Example, If I had a big sphere in $3$ dimensional space. I can start from a point in the sphere... walk $10$ meters off of the point and draw a circle of radius $10$... then measure the area using tiles and compare its ratio to that of a euclidean circle...

But as I reduce the radius that I'm measuring... The circle I draw out will get increasingly closer to the area of euclidean circle for the same radius...

Clearly the point curvature given this definiton will be $0$... At any given point on a sphere the curvature, by this definition, is equivalent to a flat plane...

I can't seem to find a way to define intrinsic curvature now. Anyone care to help?

## 3 Answers

If $A(\rho)$ is the area of the circle around the point of interest with geodesic radius $\rho,$ then $$K = \lim_{\rho \rightarrow 0^+} \frac{12 \left( \pi \rho^2 - A(\rho) \right)}{\pi \rho^4}$$

See, for example, http://en.wikipedia.org/wiki/Spherical_cap

The nice thing is that it all comes out the same for the hyperbolic plane, where $\cos$ is replaced by $\cosh.$

This is closely related to the Gauss-Bonnet theorem, as it must be, and was first found in 1848, see BDP

One can define curvature of a surface by a girthing polygon. One needs only construct a limited number of sides for this to get useful results. Once the effective radius has been constructed, the units of length can be adjusted.

We shall call a shortchord as the chord formed on a polygon, by two adjacent edge. So if AB and BC are consecutive edges of a polygon, then AC is the shortchord.

Let $e$ be the edge, and $s$ be the shortchord. We find a versine, by $v^2 = 4 e^2 - s^2$. The curvature of space, $c$ is then $v^2/e^4 = 1/r^2$. Let's look at an example.

Suppose we have a edge of $56$ giving a shortchord of $97$. We find $v^2=3135$, and this the curvature is $1/3137$, This corresponds to $r=\sqrt{3137} = 56$ approx.

In non-euclidean geometries, one can choose to measure along zero-curvature lines (chords of spheres and along horocycles in hyperbolic geometry), or surface arcs. While arcs are the use, it is better to use the chords and choh, since the geometry here is euclidean.
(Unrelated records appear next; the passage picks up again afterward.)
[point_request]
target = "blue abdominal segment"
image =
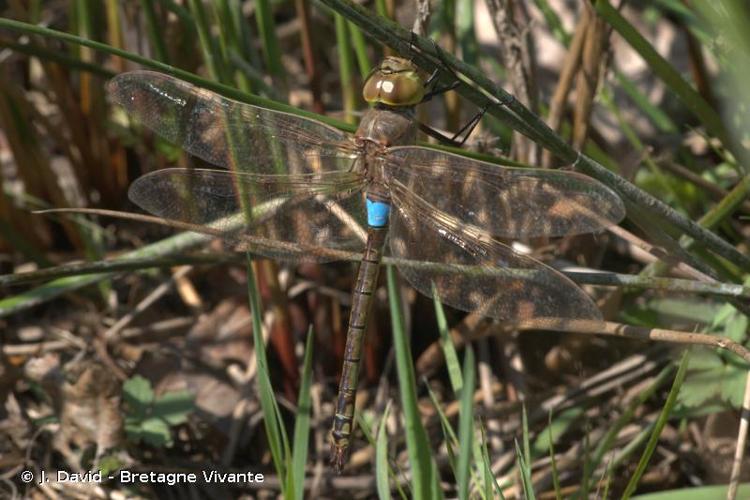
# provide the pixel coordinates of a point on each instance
(377, 213)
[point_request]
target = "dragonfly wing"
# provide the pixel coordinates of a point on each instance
(308, 217)
(229, 133)
(506, 202)
(474, 272)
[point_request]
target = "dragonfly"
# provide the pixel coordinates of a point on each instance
(294, 188)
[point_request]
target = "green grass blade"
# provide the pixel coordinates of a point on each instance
(346, 68)
(210, 51)
(425, 479)
(525, 470)
(446, 343)
(660, 423)
(466, 424)
(267, 30)
(661, 68)
(302, 423)
(382, 469)
(155, 32)
(278, 442)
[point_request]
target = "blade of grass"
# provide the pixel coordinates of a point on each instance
(346, 68)
(660, 423)
(525, 471)
(296, 483)
(446, 343)
(382, 469)
(689, 97)
(425, 479)
(155, 31)
(278, 441)
(466, 425)
(210, 51)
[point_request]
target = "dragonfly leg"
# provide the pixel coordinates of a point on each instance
(466, 130)
(367, 277)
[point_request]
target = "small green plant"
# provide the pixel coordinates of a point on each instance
(149, 418)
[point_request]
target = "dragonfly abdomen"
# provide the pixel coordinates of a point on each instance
(364, 289)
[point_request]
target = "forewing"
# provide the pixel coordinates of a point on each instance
(306, 217)
(229, 133)
(473, 272)
(506, 202)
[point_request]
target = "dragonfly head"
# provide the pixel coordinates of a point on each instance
(395, 82)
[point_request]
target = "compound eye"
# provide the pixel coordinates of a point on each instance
(396, 82)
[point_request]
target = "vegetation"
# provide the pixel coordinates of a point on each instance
(131, 346)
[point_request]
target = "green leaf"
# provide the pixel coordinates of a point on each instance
(137, 392)
(381, 458)
(174, 407)
(155, 432)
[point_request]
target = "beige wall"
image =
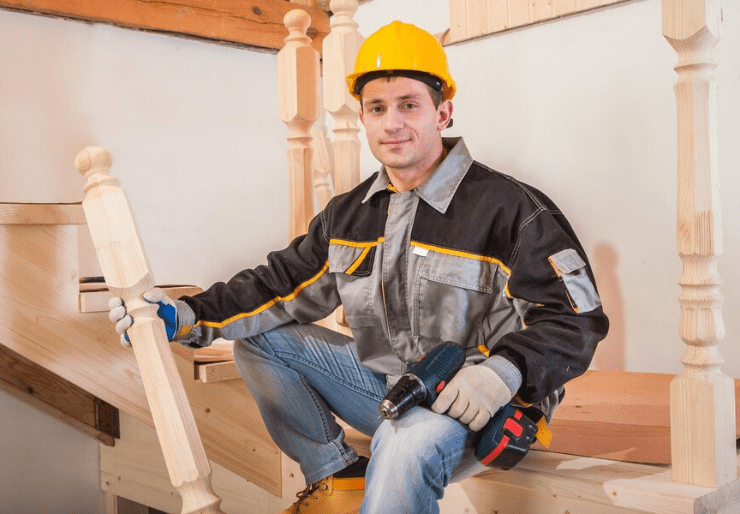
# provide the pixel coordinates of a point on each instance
(582, 108)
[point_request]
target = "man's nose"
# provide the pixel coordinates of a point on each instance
(393, 120)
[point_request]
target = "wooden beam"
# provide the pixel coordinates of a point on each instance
(57, 397)
(257, 23)
(217, 372)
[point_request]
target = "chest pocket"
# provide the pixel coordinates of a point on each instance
(352, 258)
(453, 295)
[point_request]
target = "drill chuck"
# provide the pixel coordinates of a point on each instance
(409, 391)
(423, 381)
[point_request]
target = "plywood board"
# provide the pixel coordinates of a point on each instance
(39, 319)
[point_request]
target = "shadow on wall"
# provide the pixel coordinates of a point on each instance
(611, 353)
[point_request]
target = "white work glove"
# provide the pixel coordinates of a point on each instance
(166, 310)
(473, 396)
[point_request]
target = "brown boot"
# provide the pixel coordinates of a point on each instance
(330, 496)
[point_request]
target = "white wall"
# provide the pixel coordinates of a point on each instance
(582, 108)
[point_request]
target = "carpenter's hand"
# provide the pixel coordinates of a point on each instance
(165, 309)
(473, 396)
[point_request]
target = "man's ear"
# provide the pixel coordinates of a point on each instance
(444, 112)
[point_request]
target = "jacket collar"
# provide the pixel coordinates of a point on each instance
(438, 189)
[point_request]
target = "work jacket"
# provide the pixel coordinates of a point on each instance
(470, 256)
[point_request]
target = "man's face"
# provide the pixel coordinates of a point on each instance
(403, 126)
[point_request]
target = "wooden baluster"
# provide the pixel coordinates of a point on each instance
(128, 275)
(702, 398)
(298, 107)
(340, 50)
(323, 164)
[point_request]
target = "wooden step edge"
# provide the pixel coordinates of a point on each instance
(42, 214)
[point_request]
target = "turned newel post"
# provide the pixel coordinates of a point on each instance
(298, 107)
(128, 275)
(340, 49)
(702, 398)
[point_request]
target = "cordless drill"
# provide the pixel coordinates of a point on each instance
(507, 436)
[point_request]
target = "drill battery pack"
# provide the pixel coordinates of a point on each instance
(506, 438)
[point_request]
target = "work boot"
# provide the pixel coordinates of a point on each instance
(332, 495)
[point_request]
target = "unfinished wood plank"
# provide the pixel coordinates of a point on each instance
(509, 14)
(256, 23)
(497, 16)
(541, 10)
(553, 482)
(702, 397)
(57, 397)
(458, 21)
(41, 214)
(617, 415)
(476, 14)
(217, 372)
(563, 7)
(519, 13)
(128, 275)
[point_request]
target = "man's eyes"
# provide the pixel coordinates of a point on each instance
(404, 107)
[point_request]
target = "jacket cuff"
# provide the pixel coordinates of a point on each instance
(185, 319)
(506, 370)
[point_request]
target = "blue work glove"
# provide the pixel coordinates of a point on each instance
(473, 395)
(166, 310)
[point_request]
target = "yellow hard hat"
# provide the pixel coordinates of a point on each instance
(403, 48)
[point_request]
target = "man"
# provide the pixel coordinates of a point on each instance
(434, 247)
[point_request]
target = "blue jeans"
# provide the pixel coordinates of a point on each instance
(303, 375)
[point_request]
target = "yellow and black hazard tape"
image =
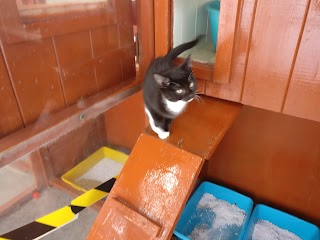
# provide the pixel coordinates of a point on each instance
(48, 223)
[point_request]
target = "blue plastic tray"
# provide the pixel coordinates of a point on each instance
(301, 228)
(213, 9)
(185, 226)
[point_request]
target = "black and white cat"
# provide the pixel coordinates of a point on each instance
(168, 88)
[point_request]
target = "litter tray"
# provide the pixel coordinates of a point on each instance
(99, 167)
(192, 217)
(301, 228)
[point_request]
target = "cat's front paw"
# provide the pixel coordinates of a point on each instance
(164, 135)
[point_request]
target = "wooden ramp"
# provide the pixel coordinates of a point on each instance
(158, 178)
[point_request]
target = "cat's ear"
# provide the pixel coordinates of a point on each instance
(161, 80)
(187, 63)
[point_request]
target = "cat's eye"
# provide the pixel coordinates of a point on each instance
(179, 91)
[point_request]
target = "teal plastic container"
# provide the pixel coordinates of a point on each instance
(191, 217)
(301, 228)
(213, 9)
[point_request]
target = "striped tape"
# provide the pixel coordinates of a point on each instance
(57, 219)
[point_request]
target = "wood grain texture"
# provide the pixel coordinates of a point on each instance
(227, 33)
(35, 78)
(162, 15)
(276, 31)
(68, 150)
(17, 29)
(202, 126)
(144, 187)
(273, 158)
(35, 136)
(304, 91)
(10, 119)
(104, 39)
(146, 40)
(124, 21)
(126, 121)
(232, 91)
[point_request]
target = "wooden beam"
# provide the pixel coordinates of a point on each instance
(39, 170)
(202, 126)
(45, 130)
(20, 198)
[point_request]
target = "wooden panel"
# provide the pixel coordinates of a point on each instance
(16, 28)
(277, 27)
(304, 91)
(156, 177)
(272, 157)
(74, 55)
(10, 119)
(75, 146)
(34, 72)
(104, 39)
(202, 126)
(128, 62)
(119, 132)
(146, 38)
(162, 28)
(109, 70)
(33, 137)
(225, 42)
(125, 21)
(232, 91)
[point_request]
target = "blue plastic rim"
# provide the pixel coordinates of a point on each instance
(301, 228)
(214, 13)
(184, 228)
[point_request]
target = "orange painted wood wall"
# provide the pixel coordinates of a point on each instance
(50, 62)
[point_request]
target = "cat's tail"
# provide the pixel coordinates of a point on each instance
(181, 48)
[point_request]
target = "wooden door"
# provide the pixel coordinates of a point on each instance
(303, 95)
(53, 56)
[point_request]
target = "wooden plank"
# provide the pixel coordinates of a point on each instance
(156, 177)
(228, 19)
(104, 39)
(33, 70)
(163, 28)
(39, 170)
(10, 119)
(276, 31)
(33, 137)
(20, 198)
(78, 78)
(304, 90)
(61, 185)
(124, 21)
(202, 126)
(73, 147)
(233, 90)
(146, 40)
(119, 132)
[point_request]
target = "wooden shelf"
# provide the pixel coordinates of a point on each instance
(202, 126)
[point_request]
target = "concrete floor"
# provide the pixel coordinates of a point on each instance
(50, 200)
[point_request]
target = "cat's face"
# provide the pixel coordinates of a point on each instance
(178, 84)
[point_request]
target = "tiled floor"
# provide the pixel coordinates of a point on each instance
(203, 53)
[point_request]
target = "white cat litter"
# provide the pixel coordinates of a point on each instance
(227, 222)
(265, 230)
(104, 170)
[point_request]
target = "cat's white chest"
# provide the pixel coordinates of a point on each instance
(175, 107)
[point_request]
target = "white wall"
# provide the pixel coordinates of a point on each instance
(190, 19)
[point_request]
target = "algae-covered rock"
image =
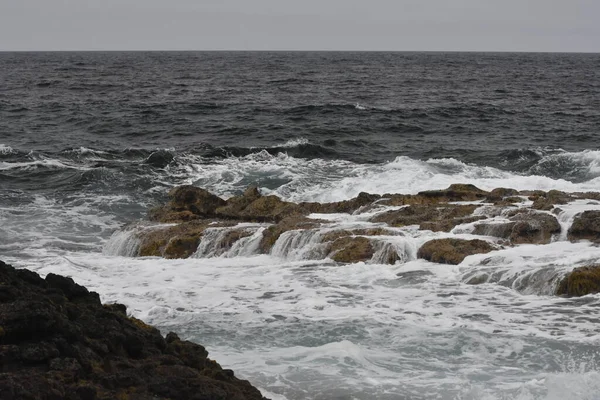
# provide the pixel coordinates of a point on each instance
(586, 226)
(178, 241)
(273, 232)
(455, 192)
(435, 217)
(270, 209)
(347, 206)
(533, 228)
(452, 251)
(580, 282)
(187, 203)
(235, 205)
(351, 249)
(59, 342)
(546, 201)
(500, 194)
(526, 226)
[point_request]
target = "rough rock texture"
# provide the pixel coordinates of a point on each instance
(586, 226)
(179, 241)
(455, 192)
(580, 282)
(351, 249)
(187, 203)
(546, 201)
(500, 194)
(452, 251)
(347, 206)
(435, 217)
(57, 341)
(272, 233)
(193, 209)
(525, 226)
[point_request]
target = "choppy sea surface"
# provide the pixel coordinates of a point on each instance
(90, 141)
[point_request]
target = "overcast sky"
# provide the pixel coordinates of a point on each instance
(456, 25)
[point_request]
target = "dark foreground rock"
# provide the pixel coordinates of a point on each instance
(57, 341)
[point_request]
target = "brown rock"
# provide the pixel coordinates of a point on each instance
(547, 201)
(235, 205)
(437, 217)
(270, 209)
(586, 226)
(351, 249)
(455, 192)
(500, 194)
(347, 206)
(187, 203)
(273, 232)
(179, 241)
(452, 251)
(524, 227)
(580, 282)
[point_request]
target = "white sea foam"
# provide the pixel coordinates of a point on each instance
(585, 163)
(333, 180)
(295, 142)
(5, 149)
(304, 327)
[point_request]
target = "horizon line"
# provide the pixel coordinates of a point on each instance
(291, 51)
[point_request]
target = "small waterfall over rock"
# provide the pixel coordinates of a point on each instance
(300, 245)
(388, 252)
(240, 240)
(568, 212)
(124, 243)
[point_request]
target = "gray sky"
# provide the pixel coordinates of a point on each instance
(485, 25)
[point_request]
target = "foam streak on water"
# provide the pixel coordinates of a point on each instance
(91, 141)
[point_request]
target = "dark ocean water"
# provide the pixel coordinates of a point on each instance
(363, 107)
(89, 141)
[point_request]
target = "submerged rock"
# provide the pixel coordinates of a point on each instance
(525, 226)
(434, 217)
(452, 251)
(547, 201)
(455, 192)
(580, 282)
(57, 341)
(187, 203)
(351, 249)
(500, 194)
(586, 226)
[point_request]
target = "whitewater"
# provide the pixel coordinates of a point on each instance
(299, 325)
(89, 142)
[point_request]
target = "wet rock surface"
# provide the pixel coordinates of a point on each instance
(580, 282)
(586, 226)
(501, 213)
(57, 341)
(452, 251)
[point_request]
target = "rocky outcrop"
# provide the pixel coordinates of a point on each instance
(580, 282)
(178, 241)
(586, 226)
(187, 203)
(57, 341)
(193, 210)
(434, 217)
(547, 200)
(455, 192)
(524, 226)
(351, 249)
(452, 251)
A circle in any geometry is the intersection of a euclidean space, and a non-euclidean space, so its circumference is always $\pi \cdot d$, where $d$ is the chord.

If on the other hand, one is free to select units, one can use the zero-curvature curve, if one is not adverse to triangles like $1:1:3$. The ruler is more crooked than the straight line, but makes for euclidean geometry.

Consder for example, establishing the curvature of a surface, containing a tiling. The tilings {5,12} and {12,10} have a common curvature. We can see this of {p,q}, becase where the radius is set to 1, the circumference is a {q} whose edge is the shortchord of {p}.

• So {5,12} is a dodecagon of edge $1.618033$, giving a diameter of $6.25103$
• A {12,10} is a decagon, of edge $1.93185165$, gives also a diameter of $6.25103$.

The versine is $v^2 = 4e^2-s^2$, gives $v^2 = -2.25103$, and since $e=1$, this is also the curvature.

Since all spheres are different sizes of the same thing (including the flat case), and likewise pseudocycles are a similar scale, one can then compare curvature against the straight case, etc. That is, any polytope {5,12} is a larger copy of the plane tiling, none the less zero-curvature simply gives size relative to some unit.

If one intends to bring figures to the same sphere, the curvature can be used to adjust size, since $C \cdot e^2$ becomes a measure of a radius (eg a sextant here, since were using chords), and any length so multiplied becomes a measure of arc, on a unit-radius (pseudo)sphere.

Please read First fundamental Form, Gauss-Bonnet Thm, bending invariance and isometry.